According to cybersecurity firm SecureState, password complexity policies combined with password aging policies consistently lead, on large systems, to a predictable percentage of passwords chosen by users to serve as seasonal mnemonics, e.g., Spring2017 or January18!.

Periodic password changes mitigate only a small number of risks. Those risks can be more effectively mitigated by other controls, including two-factor authentication.

Check out Aligned Risk Management’s Secure Passphrase Generator.

Cybersecurity research indicates that password aging policies provide only minimal security benefit because users will predictably create new passwords that can be easily guessed by an attacker who knows the old password.

“We believe our study casts doubt on the utility of forced password expiration. Even our relatively modest study suggests that at least 41% of passwords can be broken offline from previous passwords for the same accounts in a matter of seconds, and five online password guesses in expectation suffices to break 17% of accounts.”

Yinqian Zhang, Fabian Monrose, and Michael K. Reiter. The Security of Modern Password Expiration: An Algorithmic Framework and Empirical Analysis.
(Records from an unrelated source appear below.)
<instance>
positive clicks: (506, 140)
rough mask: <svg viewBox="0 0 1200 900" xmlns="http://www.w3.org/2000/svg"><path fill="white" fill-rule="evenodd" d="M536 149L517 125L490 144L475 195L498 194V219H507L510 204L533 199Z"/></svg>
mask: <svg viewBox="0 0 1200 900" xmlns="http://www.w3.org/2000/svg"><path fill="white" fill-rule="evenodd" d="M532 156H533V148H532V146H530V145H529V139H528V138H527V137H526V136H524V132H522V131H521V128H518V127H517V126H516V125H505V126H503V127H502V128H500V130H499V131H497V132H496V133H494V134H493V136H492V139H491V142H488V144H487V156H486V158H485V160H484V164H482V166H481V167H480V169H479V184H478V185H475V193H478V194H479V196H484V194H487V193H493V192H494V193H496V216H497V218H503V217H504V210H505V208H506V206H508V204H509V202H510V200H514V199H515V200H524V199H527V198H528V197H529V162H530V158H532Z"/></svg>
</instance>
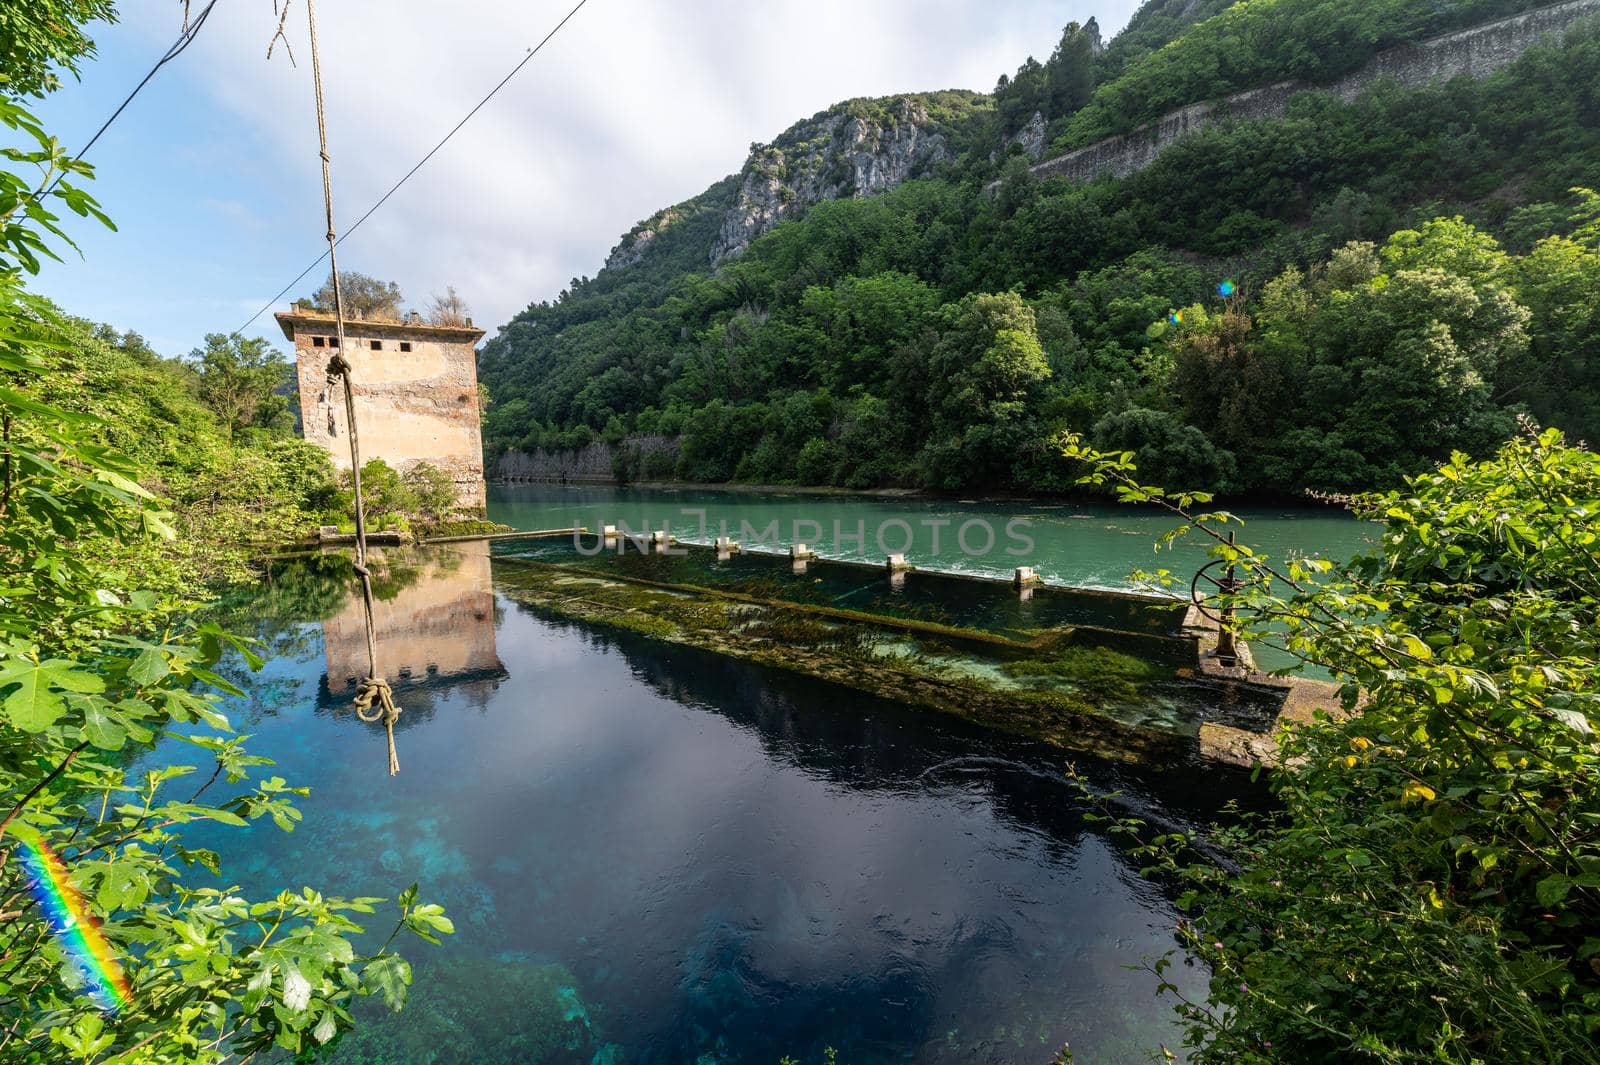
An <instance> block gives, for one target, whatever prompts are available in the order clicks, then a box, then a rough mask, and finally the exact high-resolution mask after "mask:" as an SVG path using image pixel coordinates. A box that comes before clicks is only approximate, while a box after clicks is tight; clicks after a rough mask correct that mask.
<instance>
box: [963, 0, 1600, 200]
mask: <svg viewBox="0 0 1600 1065" xmlns="http://www.w3.org/2000/svg"><path fill="white" fill-rule="evenodd" d="M1595 11H1600V0H1570V2H1568V3H1557V5H1552V6H1547V8H1536V10H1533V11H1525V13H1523V14H1515V16H1510V18H1506V19H1501V21H1498V22H1486V24H1483V26H1475V27H1472V29H1466V30H1459V32H1456V34H1448V35H1445V37H1435V38H1434V40H1427V42H1422V43H1419V45H1405V46H1402V48H1390V50H1389V51H1382V53H1379V54H1376V56H1373V59H1371V61H1370V62H1368V64H1366V66H1365V67H1362V69H1360V70H1357V72H1355V74H1350V75H1347V77H1344V78H1339V80H1338V82H1334V83H1333V85H1322V86H1317V85H1309V83H1306V82H1278V83H1275V85H1266V86H1261V88H1254V90H1248V91H1245V93H1235V94H1234V96H1229V98H1226V99H1224V101H1221V102H1218V104H1213V102H1200V104H1190V106H1189V107H1182V109H1179V110H1174V112H1171V114H1166V115H1162V117H1160V118H1157V120H1155V122H1152V123H1147V125H1142V126H1139V128H1138V130H1134V131H1133V133H1125V134H1122V136H1115V138H1109V139H1106V141H1101V142H1098V144H1090V146H1088V147H1082V149H1077V150H1074V152H1067V154H1066V155H1058V157H1056V158H1051V160H1045V162H1043V163H1038V165H1037V166H1032V168H1030V170H1029V173H1030V174H1034V176H1035V178H1067V179H1069V181H1075V182H1090V181H1096V179H1098V178H1107V176H1110V178H1126V176H1130V174H1136V173H1139V171H1141V170H1144V168H1146V166H1149V165H1150V163H1154V162H1155V160H1157V157H1160V154H1162V152H1165V150H1166V149H1168V147H1170V146H1173V144H1176V142H1178V141H1181V139H1184V138H1187V136H1190V134H1194V133H1198V131H1200V130H1205V128H1208V126H1213V125H1216V123H1219V122H1222V120H1224V118H1232V120H1243V122H1259V120H1262V118H1278V117H1282V115H1283V112H1285V110H1286V107H1288V102H1290V98H1291V96H1294V94H1296V93H1301V91H1306V90H1315V88H1320V90H1323V91H1328V93H1333V94H1334V96H1338V98H1339V99H1344V101H1352V99H1355V98H1357V96H1360V94H1362V93H1363V91H1366V90H1368V88H1371V86H1373V85H1374V83H1376V82H1379V80H1382V78H1394V80H1397V82H1400V83H1402V85H1406V86H1413V88H1416V86H1422V85H1430V83H1435V82H1448V80H1450V78H1456V77H1470V78H1482V77H1488V75H1490V74H1493V72H1496V70H1499V69H1502V67H1507V66H1510V64H1512V62H1514V61H1515V59H1517V58H1518V56H1522V54H1523V53H1525V51H1528V50H1530V48H1533V46H1534V45H1536V43H1539V40H1541V38H1542V37H1546V35H1547V34H1557V32H1563V30H1566V29H1568V27H1570V26H1571V24H1573V22H1576V21H1578V19H1579V18H1582V16H1586V14H1592V13H1595ZM997 184H998V182H997ZM994 187H995V185H990V189H994Z"/></svg>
A number of security experts have begun expressing skepticism about the utility of mandatory password changes, including Lorrie Cranor, Chief Technologist at the Federal Trade Commission, and Bruce Schneier, board member of the Electronic Frontier Foundation.

“But my favorite question about passwords is: ‘How often should people change their passwords?’ My answer usually surprises the audience: ‘Not as often as you might think.’ […] [U]sers who are required to change their passwords frequently select weaker passwords to begin with, and then change them in predictable ways that attackers can guess easily.”

Lorrie Cranor. Time to Rethink Mandatory Password Changes.

“The downside of changing passwords is that it makes them harder to remember. And if you force people to change their passwords regularly, they’re more likely to choose easy-toremember – and easy-to-guess – passwords than they are if they can use the same passwords for many years. So any password-changing policy needs to be chosen with that consideration in mind.”

Bruce Schneier. Changing Passwords.

Latest NIST standards no longer recommend periodic password changes.

“Verifiers SHOULD NOT impose other composition rules (e.g., requiring mixtures of different character types or prohibiting consecutively repeated characters) for memorized secrets. Verifiers SHOULD NOT require memorized secrets to be changed arbitrarily (e.g., periodically). However, verifiers SHALL force a change if there is evidence of compromise of the authenticator.”

National Institute of Standards and Technology. NIST Special Publication 800-63-3: Digital Identity Guidelines.